Mangiare è una delle attività basilari dell’essere umano. C’è una differenza importante tra il nutrirsi ed il mangiare. Nutrire significa fornire le sostanze necessarie alla sopravvivenza, mangiare contempla anche la sfera sociale ed affettiva connessa all’assunzione dei nutrienti. Il mangiare da attività necessaria ma piacevole e gratificante non può trasformarsi in un momento di stress che va ad aggiungersi alle mille pressioni che ogni giorno subiamo.

La filosofia alla base di un’alimentazione sana è l’attenzione alla quantità e alla varietà dei dei cibi consumati. Ogni alimento si porta dietro i suoi aspetti positivi e negativi. Non esistono cibi tutti buoni o cibi tutti cattivi. Se la mia dieta comprende verdure e frutta, cereali integrali, legumi e semi, latte e latticini, pesce e carne ruotati costantemente e consumati in quantità adeguate alle mie esigenze, allora avrò già fatto molto di quanto possibile per ridurre problemi e futuri rischi. Anche il miglior olio extravergine, ricco di antiossidanti e polifenoli, quando ne consumi in quantità esagerata ogni giorno finirà per creare problemi. La qualità, tanto vantata da alcuni produttori, conta poco se il consumo è esagerato.

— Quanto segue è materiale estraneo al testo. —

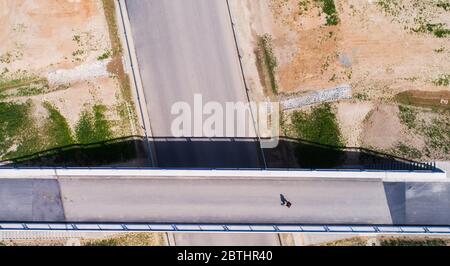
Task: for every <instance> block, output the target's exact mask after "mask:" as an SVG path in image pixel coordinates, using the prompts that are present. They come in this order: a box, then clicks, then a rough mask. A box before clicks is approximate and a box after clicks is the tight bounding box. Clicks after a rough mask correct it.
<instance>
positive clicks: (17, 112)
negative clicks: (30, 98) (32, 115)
mask: <svg viewBox="0 0 450 266" xmlns="http://www.w3.org/2000/svg"><path fill="white" fill-rule="evenodd" d="M31 107H32V104H31V102H27V103H24V104H19V103H3V102H2V103H0V158H2V159H8V158H14V157H20V156H24V155H28V154H32V153H35V152H37V151H39V150H40V148H42V142H41V141H40V134H39V130H38V127H37V125H36V123H35V121H34V119H33V118H32V116H31V110H32V108H31Z"/></svg>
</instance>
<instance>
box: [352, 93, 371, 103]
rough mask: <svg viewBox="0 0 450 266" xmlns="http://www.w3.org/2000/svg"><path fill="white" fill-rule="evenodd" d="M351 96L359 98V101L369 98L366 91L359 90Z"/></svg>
mask: <svg viewBox="0 0 450 266" xmlns="http://www.w3.org/2000/svg"><path fill="white" fill-rule="evenodd" d="M353 98H355V99H357V100H359V101H368V100H369V95H368V94H367V92H360V93H356V94H355V95H354V96H353Z"/></svg>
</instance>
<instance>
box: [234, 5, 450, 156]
mask: <svg viewBox="0 0 450 266" xmlns="http://www.w3.org/2000/svg"><path fill="white" fill-rule="evenodd" d="M334 2H335V4H336V9H337V14H338V17H339V23H338V25H331V26H330V25H326V15H325V14H324V13H323V12H322V8H321V7H320V6H317V4H315V1H312V0H302V1H298V0H259V1H253V0H243V1H237V0H232V1H231V3H232V7H233V10H234V14H235V20H236V21H237V29H238V35H239V40H240V46H241V50H242V54H243V62H244V67H245V71H246V76H247V80H248V83H249V84H250V85H249V87H250V88H251V90H252V93H253V96H254V97H255V98H256V99H263V98H265V97H266V96H265V94H264V89H263V88H262V84H261V82H260V81H259V80H260V78H259V74H258V71H257V67H256V56H255V49H256V47H257V45H258V44H257V40H258V37H259V36H262V35H264V34H269V35H270V36H271V37H272V39H273V50H274V54H275V56H276V58H277V61H278V68H277V69H276V73H275V74H276V78H277V82H278V87H279V88H278V91H279V96H278V97H284V96H285V95H292V94H304V93H310V92H313V91H317V90H322V89H327V88H331V87H334V86H338V85H342V84H350V85H351V86H352V88H353V93H354V96H358V97H357V98H358V99H355V100H350V101H346V102H339V103H336V104H335V106H336V107H337V108H336V110H337V119H338V120H339V123H340V126H341V131H342V133H343V136H344V138H345V140H346V144H347V145H348V146H365V147H372V148H375V149H378V150H389V149H391V148H393V147H394V146H395V145H397V144H398V143H400V142H403V141H404V140H406V145H409V146H412V147H414V148H416V149H419V150H420V149H421V148H423V146H424V145H425V144H424V140H423V139H420V137H418V136H415V134H414V133H413V132H410V131H408V130H407V129H406V128H405V126H404V125H402V124H401V123H400V120H399V119H398V114H399V112H398V107H397V105H398V104H397V103H396V102H395V101H394V100H393V97H394V96H395V95H397V94H399V93H401V92H404V91H410V90H420V91H426V92H432V91H450V87H449V86H438V85H436V84H435V83H434V81H436V79H438V78H439V77H440V76H442V75H445V74H449V73H450V60H448V57H449V54H450V38H448V37H447V38H437V37H436V36H434V35H433V34H432V33H414V32H413V31H412V29H413V28H417V27H418V23H419V22H417V21H421V20H424V21H427V22H429V23H438V22H439V23H444V25H450V15H449V12H448V11H445V10H443V9H442V8H439V7H437V6H436V4H435V2H433V1H428V0H425V1H415V0H402V5H403V6H404V7H403V9H401V10H397V9H395V8H392V9H393V10H394V11H392V13H388V12H386V11H385V10H383V9H382V8H381V7H380V6H379V5H378V4H377V1H359V0H335V1H334ZM302 4H303V5H302ZM414 18H417V20H414ZM419 18H420V19H419ZM444 100H445V101H446V100H448V99H444ZM419 112H420V110H419ZM287 115H289V114H287ZM435 155H436V156H438V157H442V158H444V157H446V156H447V157H448V154H447V155H445V154H435Z"/></svg>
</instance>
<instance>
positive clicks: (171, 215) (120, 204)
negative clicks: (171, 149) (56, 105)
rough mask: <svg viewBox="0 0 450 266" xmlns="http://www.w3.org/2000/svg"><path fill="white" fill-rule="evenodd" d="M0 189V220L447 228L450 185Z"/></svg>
mask: <svg viewBox="0 0 450 266" xmlns="http://www.w3.org/2000/svg"><path fill="white" fill-rule="evenodd" d="M0 190H1V191H0V192H1V193H0V221H54V222H61V221H68V222H149V223H276V224H280V223H281V224H284V223H308V224H309V223H312V224H314V223H321V224H322V223H326V224H413V225H414V224H415V225H417V224H426V225H448V224H450V197H449V194H450V193H449V192H450V183H427V184H425V183H406V184H405V183H382V182H381V181H380V182H378V181H356V180H336V181H335V180H326V179H324V180H316V181H310V180H290V181H289V180H280V181H270V180H252V179H248V180H217V179H215V180H212V179H157V178H156V179H108V178H81V179H77V178H66V177H64V178H59V180H32V179H23V180H15V179H4V180H1V184H0ZM280 194H284V195H285V196H286V197H287V199H288V200H290V201H291V202H292V204H293V206H292V207H291V208H290V209H288V208H287V207H284V206H281V204H280Z"/></svg>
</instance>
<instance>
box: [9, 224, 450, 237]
mask: <svg viewBox="0 0 450 266" xmlns="http://www.w3.org/2000/svg"><path fill="white" fill-rule="evenodd" d="M1 231H41V232H42V231H44V232H45V231H59V232H73V231H82V232H104V231H108V232H180V233H186V232H197V233H202V232H203V233H205V232H214V233H221V232H222V233H321V234H363V235H368V234H369V235H373V234H389V235H392V234H393V235H395V234H403V235H449V236H450V226H382V225H366V226H365V225H355V226H353V225H339V226H337V225H227V224H222V225H219V224H213V225H212V224H120V223H110V224H108V223H104V224H95V223H74V224H72V223H67V224H64V223H0V232H1Z"/></svg>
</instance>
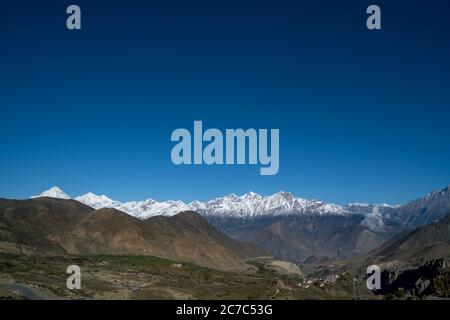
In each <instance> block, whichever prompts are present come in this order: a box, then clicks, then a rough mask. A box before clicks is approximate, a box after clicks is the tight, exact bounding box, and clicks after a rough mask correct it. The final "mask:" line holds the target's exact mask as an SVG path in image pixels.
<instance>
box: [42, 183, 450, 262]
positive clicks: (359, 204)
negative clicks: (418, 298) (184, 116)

Curiamo in primo luogo questo: quantità e varietà. Quando avremo sistemato questi aspetti allora potremo e dovremo preoccuparci anche delle proprietà di ogni singolo alimento che consumiamo, della qualità, dell’origine e di altri dettagli che non sono di certo determinanti quando non c’è misura.

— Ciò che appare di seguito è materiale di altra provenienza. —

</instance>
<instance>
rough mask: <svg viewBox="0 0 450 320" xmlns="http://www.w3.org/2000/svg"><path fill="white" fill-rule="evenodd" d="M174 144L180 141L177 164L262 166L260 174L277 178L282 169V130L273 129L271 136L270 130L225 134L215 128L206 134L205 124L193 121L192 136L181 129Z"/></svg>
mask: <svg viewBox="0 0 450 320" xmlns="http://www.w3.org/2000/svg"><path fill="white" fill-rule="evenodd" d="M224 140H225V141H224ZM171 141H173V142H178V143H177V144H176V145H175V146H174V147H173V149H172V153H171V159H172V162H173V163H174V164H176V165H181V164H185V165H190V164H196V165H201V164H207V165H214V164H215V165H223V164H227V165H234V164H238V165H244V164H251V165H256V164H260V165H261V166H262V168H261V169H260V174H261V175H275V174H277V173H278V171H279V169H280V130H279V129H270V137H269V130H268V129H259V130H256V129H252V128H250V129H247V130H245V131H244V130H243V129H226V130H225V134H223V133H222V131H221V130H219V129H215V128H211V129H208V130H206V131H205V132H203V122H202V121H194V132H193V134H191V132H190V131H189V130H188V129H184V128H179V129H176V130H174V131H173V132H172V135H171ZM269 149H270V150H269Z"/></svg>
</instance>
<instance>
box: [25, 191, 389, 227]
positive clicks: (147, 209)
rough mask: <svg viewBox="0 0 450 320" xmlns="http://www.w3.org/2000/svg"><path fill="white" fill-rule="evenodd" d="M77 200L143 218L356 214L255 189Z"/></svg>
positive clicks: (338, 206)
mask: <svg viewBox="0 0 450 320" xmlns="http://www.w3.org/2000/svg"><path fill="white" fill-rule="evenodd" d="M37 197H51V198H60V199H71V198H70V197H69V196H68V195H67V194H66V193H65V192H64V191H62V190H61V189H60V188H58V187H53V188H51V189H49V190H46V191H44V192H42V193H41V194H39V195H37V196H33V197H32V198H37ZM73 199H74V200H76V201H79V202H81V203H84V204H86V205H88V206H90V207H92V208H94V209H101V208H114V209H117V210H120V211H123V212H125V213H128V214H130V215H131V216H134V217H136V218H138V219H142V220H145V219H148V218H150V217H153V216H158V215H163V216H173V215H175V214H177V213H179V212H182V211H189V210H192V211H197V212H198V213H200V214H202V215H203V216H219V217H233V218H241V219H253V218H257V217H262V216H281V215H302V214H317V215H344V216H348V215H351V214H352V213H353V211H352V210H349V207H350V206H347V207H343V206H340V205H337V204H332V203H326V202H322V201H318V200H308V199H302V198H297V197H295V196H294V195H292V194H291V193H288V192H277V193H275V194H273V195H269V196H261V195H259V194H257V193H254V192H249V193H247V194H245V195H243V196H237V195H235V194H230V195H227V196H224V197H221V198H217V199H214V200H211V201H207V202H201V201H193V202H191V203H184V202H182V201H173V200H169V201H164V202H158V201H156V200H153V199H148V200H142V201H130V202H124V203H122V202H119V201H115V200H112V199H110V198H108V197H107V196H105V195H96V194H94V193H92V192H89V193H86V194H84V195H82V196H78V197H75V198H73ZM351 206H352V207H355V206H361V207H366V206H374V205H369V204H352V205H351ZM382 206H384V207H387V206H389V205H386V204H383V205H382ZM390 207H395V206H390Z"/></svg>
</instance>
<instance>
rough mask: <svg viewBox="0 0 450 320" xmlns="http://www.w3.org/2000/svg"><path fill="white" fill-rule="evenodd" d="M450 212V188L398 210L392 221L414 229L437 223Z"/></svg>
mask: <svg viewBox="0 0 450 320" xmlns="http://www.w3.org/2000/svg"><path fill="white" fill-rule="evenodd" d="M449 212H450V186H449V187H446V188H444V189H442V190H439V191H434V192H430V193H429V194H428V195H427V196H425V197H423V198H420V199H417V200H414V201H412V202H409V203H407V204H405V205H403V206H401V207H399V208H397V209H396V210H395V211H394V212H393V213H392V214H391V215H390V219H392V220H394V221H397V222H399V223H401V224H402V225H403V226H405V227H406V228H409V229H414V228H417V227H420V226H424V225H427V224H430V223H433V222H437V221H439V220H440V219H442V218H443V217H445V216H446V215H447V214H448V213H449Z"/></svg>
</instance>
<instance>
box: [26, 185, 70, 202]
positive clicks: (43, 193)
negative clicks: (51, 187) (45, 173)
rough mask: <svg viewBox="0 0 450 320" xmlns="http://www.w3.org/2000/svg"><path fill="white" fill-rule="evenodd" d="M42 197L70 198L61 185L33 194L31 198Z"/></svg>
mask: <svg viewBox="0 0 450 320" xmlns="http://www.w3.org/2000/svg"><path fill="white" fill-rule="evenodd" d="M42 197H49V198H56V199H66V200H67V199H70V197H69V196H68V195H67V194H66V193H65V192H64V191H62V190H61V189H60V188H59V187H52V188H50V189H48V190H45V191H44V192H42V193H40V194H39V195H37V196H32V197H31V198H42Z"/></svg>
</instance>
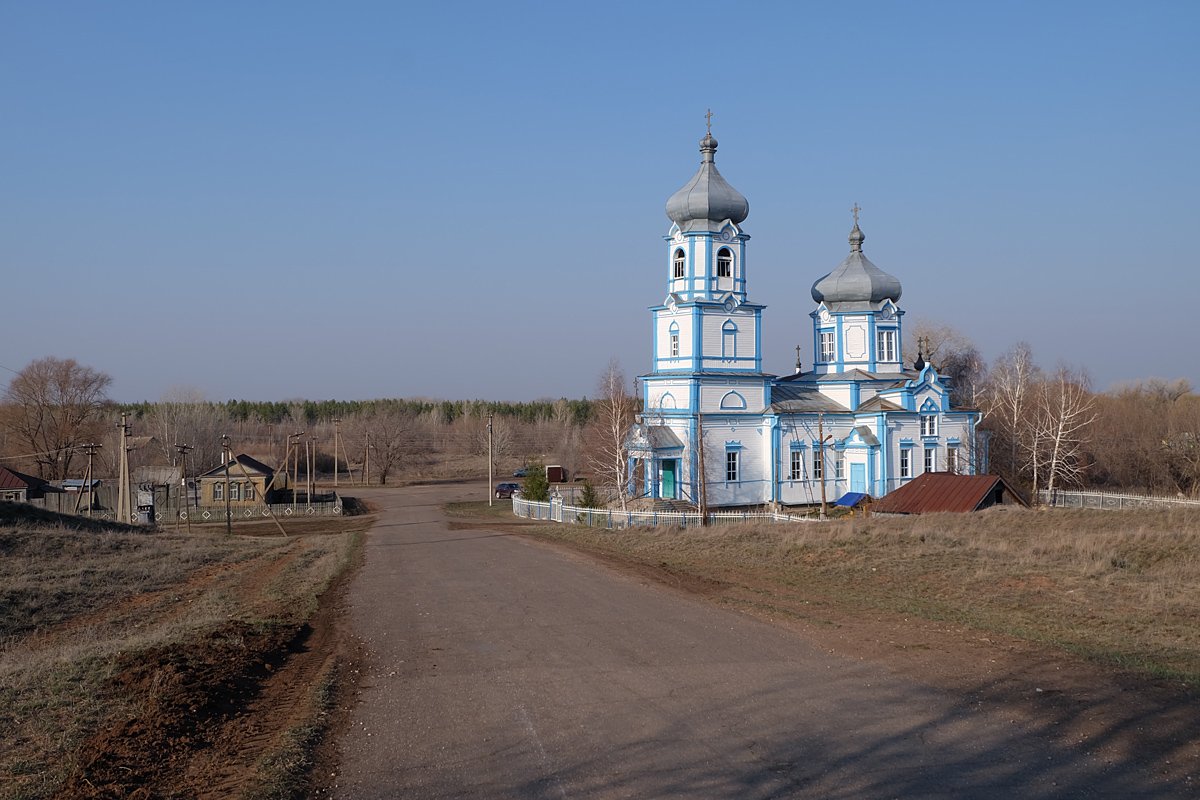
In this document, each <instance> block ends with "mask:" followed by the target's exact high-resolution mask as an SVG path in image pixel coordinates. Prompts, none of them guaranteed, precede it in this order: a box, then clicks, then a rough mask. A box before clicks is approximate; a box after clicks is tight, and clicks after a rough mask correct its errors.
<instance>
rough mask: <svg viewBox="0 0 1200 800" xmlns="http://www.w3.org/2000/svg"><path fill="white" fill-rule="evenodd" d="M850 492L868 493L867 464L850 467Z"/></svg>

Questo articolo non vuole incitarvi a correre verso il fast food più vicino o intraprendere una dieta a base di bistecche di bufalo pasturato a erbe della prateria. Intende soltanto farvi riflettere sul fatto che il tema dell’alimentazione è tema complesso e che prima di andare a cercare improbabili colpevoli di ogni male sotto il sole è bene cercare di sistemare le basi del proprio stile di vita, iniziando dagli elementi più importanti per poi progredire verso quelli più specifici: come dire, cominciamo a costruire la casa dalle fondamenta e non dal tetto, e probabimemte avremo risultati migliori, con minor stress e fatica.